1. The weight in the following diagram has a mass of 0.750 kg and the cart has a mass of 0.52 kg. There is a friction force of 2.1 N acting on the cart. What is the tension in the string?

There should be a pulley between the weight and the cart/block.
Is the weight free-hanging, or is it on an incline?

If it is free-hanging, you need to calculate the acceleration a.
Then equate the solve for the tension by equating the tension that will cause an acceleration of both the weight and the cart/block.

yes, there is a pulley between the weight and the block

I understand that there should be a pulley, but is the weight free-hanging?
Can you describe the diagram in words?

In the following calculation for #1, I assume the weight is free-hanging from the pulley.

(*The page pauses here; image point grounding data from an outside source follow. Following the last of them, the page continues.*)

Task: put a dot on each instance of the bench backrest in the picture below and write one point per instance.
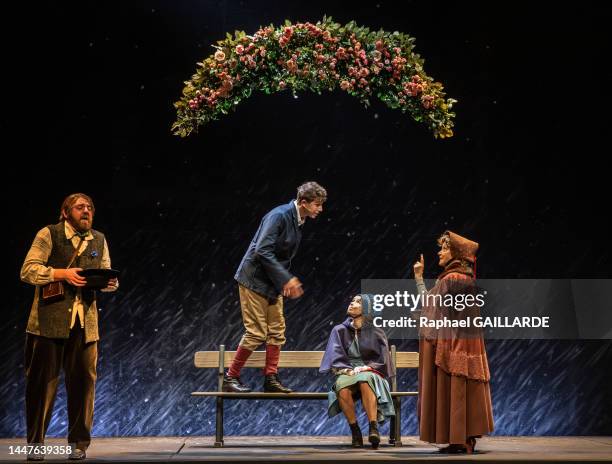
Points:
(293, 359)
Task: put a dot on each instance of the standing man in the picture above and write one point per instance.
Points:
(264, 279)
(62, 330)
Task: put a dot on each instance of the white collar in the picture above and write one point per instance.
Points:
(297, 208)
(71, 232)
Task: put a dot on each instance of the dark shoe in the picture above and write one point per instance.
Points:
(234, 385)
(357, 437)
(453, 449)
(272, 385)
(77, 455)
(470, 445)
(373, 435)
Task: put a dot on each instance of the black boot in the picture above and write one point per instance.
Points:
(272, 385)
(374, 436)
(234, 385)
(357, 437)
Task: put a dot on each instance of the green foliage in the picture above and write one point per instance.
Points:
(314, 57)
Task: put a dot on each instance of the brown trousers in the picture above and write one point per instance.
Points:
(44, 359)
(263, 319)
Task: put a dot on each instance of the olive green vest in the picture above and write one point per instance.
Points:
(52, 320)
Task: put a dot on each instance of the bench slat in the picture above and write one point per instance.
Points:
(295, 359)
(282, 396)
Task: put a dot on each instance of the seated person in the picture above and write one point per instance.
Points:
(358, 355)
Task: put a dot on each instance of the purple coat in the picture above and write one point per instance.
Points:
(373, 347)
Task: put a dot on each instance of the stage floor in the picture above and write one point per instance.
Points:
(315, 449)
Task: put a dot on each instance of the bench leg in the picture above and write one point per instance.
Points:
(398, 422)
(219, 424)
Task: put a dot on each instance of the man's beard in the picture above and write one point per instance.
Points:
(81, 226)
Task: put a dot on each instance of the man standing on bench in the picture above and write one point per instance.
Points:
(263, 280)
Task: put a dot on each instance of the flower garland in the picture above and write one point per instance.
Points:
(314, 57)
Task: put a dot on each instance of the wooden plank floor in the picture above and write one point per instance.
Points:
(325, 449)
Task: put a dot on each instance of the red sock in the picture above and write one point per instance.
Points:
(242, 354)
(272, 356)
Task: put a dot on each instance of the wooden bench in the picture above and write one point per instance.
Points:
(221, 360)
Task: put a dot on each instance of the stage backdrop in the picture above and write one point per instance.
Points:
(179, 214)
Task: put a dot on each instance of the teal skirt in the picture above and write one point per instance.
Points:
(379, 386)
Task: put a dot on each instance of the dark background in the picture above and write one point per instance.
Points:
(88, 93)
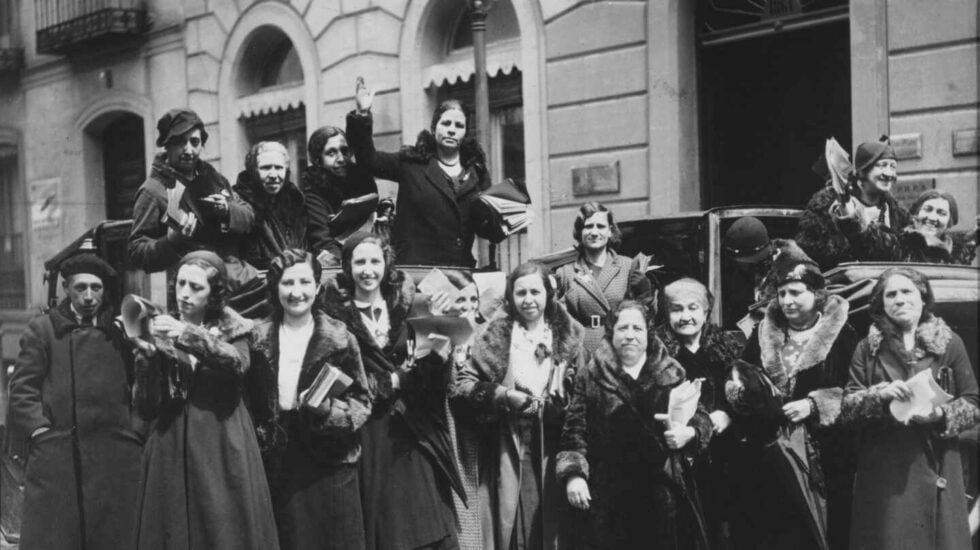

Draw a free-body-diagram (FBD) for mass m1 (=0.52) on the table.
Write the equilibrium equation for the motion, assumed towards the pulley, and in direction of tension of string T.
We have
T-2.1-(m1)a=0 =>
T=(m1)a+2.1 ...........(1)

Now draw a FBD for the weight, which accelerates against tension T. The corresponding equilibrium equation is then
T+(m2)a-(m2)g=0 ..........(2)

Eliminate a from (1) and (2)
(T-2.1)/(m1)=((m2)g-T)/(m2)

Cross multiply and solve for T, which gives
T=4.2496

Note:
The value of T=4.2496 is from using g=9.8 m/s&sup2, which rounds to one decimal place as 4.2.
Had the value of g used been 9.81, then T=4.2526, which rounds to 1 decimal place as 4.3.
So the answer is sensitive to the value of g assumed.